Let $X$ be an inner product space. Let $(e_{j})_{j\geq1}$ be an orthonormal sequence in $X$. Show that, \begin{align} \sum_{j=1}^{\infty}|(x|e_{j})(y|e_{j})|\leq\|x\|\|y\|, \end{align} for all $x,y\in X$.

I have tried to use the Cauchy-Schwartz Inequality.

\begin{align} \sum_{j=1}^{\infty}|(x|e_{j})(y|e_{j})|\leq\|x\|\|y\|\sum_{j=1}^{\infty}\|e_{j}\|^{2}. \end{align} However, that remaining sum, as far as I know, does not converge.

I tried to use Parseval's Identity, but that didn't work either. Can someone offer me a hint?

Answer 1

Use Cauchy -Schwraz inequlairty for sequences rather than inner product. $|\sum \langle x,e_i \rangle \langle y,e_i \rangle| \leq (\sum |\langle x,e_i \rangle|^{2})^{1/2}(\sum |\langle y,e_i \rangle|^{2})^{1/2} \leq \|x\|\|y\|$.

Answer 2

The Cauchy-Schwarz inequality should just have $\|x\|\cdot\|y\|$ on the right hand side; you've got the statement of it mixed up.

In my post, the notation $(u|e_j)$ denotes the component of $u$ with respect to the unit vector $e_j$, which is equal to the inner product $\langle u,e_j\rangle$. This notation will never be used for anything other than a member of our orthonormal set $e_j$ in the second position.

Let $x_n$ be the projection onto the space spanned by the first $n$ of the $e_j$, and similarly for $y_n$. Then $$\sum_{j=1}^n (x|e_j)(y|e_j) = \langle x_n,y_n\rangle \le \|x_n\|\cdot \|y_n\| \le \|x\|\cdot\|y\|$$ There's no sum of $\|e_i\|^2$ there. And the equality is simply the inner product with respect to the standard (orthonormal) basis in $n$ dimensions.

Putting the absolute values in? Well, we could always rotate the $x|e_i$ and $y|e_i$ components to be positive; by orthogonality, that wouldn't affect $\|x_n\|$, $\|y_n\|$, or any of the other components.

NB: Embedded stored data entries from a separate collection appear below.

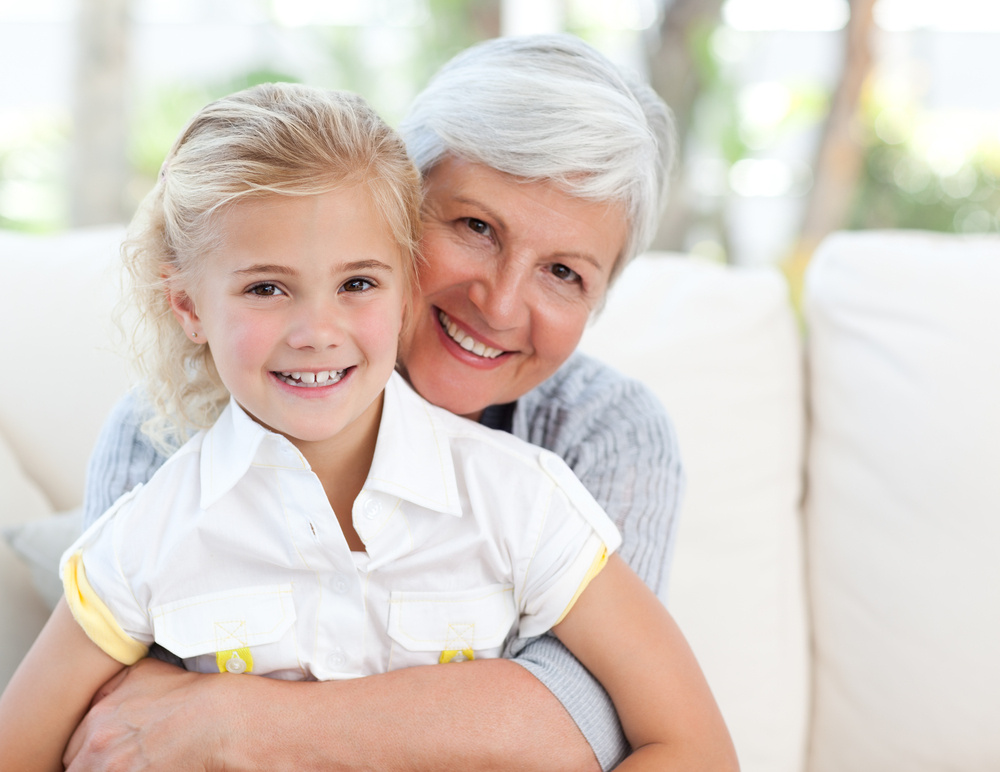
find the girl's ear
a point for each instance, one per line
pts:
(183, 307)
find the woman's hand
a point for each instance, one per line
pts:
(142, 720)
(482, 715)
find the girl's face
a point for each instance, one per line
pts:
(512, 272)
(301, 306)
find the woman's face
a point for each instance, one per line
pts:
(513, 270)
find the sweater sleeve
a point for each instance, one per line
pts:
(123, 457)
(616, 437)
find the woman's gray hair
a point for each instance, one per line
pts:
(551, 108)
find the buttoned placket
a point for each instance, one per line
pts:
(332, 629)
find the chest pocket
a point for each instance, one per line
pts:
(236, 631)
(443, 627)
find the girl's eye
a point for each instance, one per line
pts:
(265, 289)
(565, 273)
(478, 226)
(357, 285)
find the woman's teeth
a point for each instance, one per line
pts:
(322, 378)
(466, 341)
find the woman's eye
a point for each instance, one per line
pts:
(265, 290)
(478, 226)
(357, 285)
(565, 273)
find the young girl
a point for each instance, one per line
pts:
(330, 523)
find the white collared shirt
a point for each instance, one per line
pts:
(231, 553)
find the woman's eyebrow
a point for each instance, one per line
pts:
(476, 203)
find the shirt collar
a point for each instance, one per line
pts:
(412, 454)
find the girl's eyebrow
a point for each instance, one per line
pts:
(284, 270)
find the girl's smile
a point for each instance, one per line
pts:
(301, 306)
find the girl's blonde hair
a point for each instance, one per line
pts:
(273, 139)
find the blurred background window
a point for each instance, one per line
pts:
(795, 117)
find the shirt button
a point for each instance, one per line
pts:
(336, 658)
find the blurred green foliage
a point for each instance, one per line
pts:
(900, 188)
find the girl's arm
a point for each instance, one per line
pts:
(622, 633)
(50, 693)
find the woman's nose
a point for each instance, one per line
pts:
(502, 297)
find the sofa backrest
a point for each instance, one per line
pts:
(721, 348)
(903, 510)
(61, 373)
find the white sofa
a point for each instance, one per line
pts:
(838, 563)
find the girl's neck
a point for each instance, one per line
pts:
(342, 464)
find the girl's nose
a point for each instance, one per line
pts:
(316, 326)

To clarify about the absolute values:
Define $x'_n$ as follows: $x'_n=|(x|e_1)|e_1+|(x|e_2)|e_2+\cdots+|(x,e_n)|e_n$ - the sum of the absolute values of the components times the basis vectors - and similarly for $y'_n$. We claim that $\|x'_n\|=\|x_n\|$ and $\|y_n'\|=\|y_n\|$. Why? Because $$\|x'_n\|^2=\sum_{j=1}^n |(x_n,e_j)|^2 = \sum_{j=1}^n |(x,e_j)|^2=\|x_n\|^2$$ Then, applying this, $$\sum_{j=1}^n |(x|e_j)|\cdot |(y|e_j)| = \langle x_n',y_n'\rangle \le \|x_n'\|\cdot \|y_n'\| = \|x_n\|\cdot \|y_n\| \le \|x\|\cdot \|y\|$$ by Cauchy-Schwarz for the first inequality and Parseval for the second. Done.